Portfolio focus: Customer-success product design, account-health synthesis, LLM tool use, and pragmatic boundaries between demo data and product behavior.

Brightline Capital

Enterprise plan · Renewal in 42 days · CSM: Greg Finin

Red health · action needed
ARR $420K enterprise
Utilization 28% low usage
Actions MoM -32% shrinking
Open Issues 11 4 this month
Next Step Renewal meet this week

Signals and Trends

Active users -14%
Integrations -2
MTTR 31h
Incidents 7

Claude Sidebar

CSM

Why is this account red?

Assistant

Renewal is imminent, utilization is 28%, actions are down 32% MoM, and issue activity is elevated. Lock a renewal meeting this week and bring the open issue list.

Warehouse

Account Health

Usage, ARR, renewal timing, subscores, and monthly trend data.

Support

Support Context

Recent tickets and ticket titles available through chat tools.

Issue Tracker

Engineering Work

Customer-tagged issues, open counts, latest issue, and velocity.

LLM

Account Chat

Snapshot-first answers with bounded tool use for deeper context.

What This Shows

CS Operating Surface

The app is built around the decisions a CSM needs to make: where to spend time, what changed, which accounts are at risk, and what to say or do next.

The list view supports sorting, searching, health pills, and CSM filtering; the detail view puts usage, support, engineering, and contract context side by side.

Demo App Shape

The page model assumes a Next.js app with a fixture data layer, mock source-system clients, an account chat route, a next-step recommendation route, and an auth stub.

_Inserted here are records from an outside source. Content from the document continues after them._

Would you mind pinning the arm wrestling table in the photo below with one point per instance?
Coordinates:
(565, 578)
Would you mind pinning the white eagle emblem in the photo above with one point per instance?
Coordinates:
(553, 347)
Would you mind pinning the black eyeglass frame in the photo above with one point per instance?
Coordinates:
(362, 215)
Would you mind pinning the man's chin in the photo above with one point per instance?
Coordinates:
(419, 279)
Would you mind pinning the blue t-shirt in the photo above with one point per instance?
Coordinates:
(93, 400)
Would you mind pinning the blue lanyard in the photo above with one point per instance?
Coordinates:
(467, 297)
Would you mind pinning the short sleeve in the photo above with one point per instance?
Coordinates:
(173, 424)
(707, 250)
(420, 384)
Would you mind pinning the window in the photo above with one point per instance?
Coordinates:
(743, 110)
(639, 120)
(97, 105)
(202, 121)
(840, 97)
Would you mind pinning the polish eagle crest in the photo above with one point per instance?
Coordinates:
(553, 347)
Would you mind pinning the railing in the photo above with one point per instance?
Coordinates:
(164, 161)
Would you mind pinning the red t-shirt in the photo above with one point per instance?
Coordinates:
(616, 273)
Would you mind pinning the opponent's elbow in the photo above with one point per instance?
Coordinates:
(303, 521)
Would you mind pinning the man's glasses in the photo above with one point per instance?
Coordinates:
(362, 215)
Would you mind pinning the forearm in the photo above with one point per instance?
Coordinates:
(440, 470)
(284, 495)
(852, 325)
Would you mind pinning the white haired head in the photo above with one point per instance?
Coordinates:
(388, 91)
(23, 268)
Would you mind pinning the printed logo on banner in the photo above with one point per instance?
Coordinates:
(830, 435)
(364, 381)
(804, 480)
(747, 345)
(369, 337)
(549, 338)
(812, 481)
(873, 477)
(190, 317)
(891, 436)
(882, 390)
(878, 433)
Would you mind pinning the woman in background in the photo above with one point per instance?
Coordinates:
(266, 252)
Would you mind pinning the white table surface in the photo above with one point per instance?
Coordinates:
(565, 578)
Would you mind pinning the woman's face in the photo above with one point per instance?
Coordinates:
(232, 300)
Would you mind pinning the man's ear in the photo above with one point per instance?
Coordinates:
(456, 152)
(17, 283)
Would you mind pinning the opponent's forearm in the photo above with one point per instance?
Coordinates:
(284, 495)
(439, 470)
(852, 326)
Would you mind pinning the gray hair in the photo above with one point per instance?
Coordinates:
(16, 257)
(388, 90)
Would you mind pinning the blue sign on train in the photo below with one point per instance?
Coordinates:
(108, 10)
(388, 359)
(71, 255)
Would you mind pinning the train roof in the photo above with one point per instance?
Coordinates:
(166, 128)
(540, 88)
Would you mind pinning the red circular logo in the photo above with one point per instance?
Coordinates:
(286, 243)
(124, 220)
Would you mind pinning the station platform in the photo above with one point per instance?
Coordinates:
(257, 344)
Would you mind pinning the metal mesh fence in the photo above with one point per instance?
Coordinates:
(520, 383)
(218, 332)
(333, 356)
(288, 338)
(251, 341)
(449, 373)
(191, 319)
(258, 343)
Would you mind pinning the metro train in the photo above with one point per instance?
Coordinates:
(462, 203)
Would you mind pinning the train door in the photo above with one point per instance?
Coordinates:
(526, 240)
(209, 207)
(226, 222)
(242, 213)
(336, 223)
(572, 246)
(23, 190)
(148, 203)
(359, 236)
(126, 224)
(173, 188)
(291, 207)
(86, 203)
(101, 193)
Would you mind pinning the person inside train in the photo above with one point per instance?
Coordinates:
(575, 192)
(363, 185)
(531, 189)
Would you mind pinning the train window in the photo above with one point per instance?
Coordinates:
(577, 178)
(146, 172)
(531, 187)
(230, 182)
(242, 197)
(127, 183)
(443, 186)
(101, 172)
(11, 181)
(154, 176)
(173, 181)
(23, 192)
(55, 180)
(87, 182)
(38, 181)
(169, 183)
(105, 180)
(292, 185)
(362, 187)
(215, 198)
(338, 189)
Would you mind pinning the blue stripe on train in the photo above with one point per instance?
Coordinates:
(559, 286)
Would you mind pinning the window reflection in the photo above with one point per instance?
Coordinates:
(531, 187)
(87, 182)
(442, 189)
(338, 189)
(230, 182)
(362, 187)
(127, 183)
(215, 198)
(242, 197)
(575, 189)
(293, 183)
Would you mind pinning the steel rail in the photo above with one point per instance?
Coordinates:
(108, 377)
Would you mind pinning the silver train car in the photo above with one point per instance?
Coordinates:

The important boundary is that UI components depend on stable account, trend, ticket, and issue interfaces rather than on any one backend implementation.

Implementation Notes

01

Snapshot-first LLM design. The chat sidebar embeds the account snapshot as cache-controlled context and only calls tools for details the snapshot cannot carry.

02

Bounded tool use. The assistant can list support tickets, customer-tagged issues, or account trends, with a max-turn cap to control cost.

03

Pre-computed next-step signals. Renewal proximity, utilization level, weakest subscore, issue velocity, and usage flags are calculated before the model sees them.

04

Demo-safe data boundaries. The project keeps fictional source data behind generic interfaces so the product behavior can be shown without exposing real systems.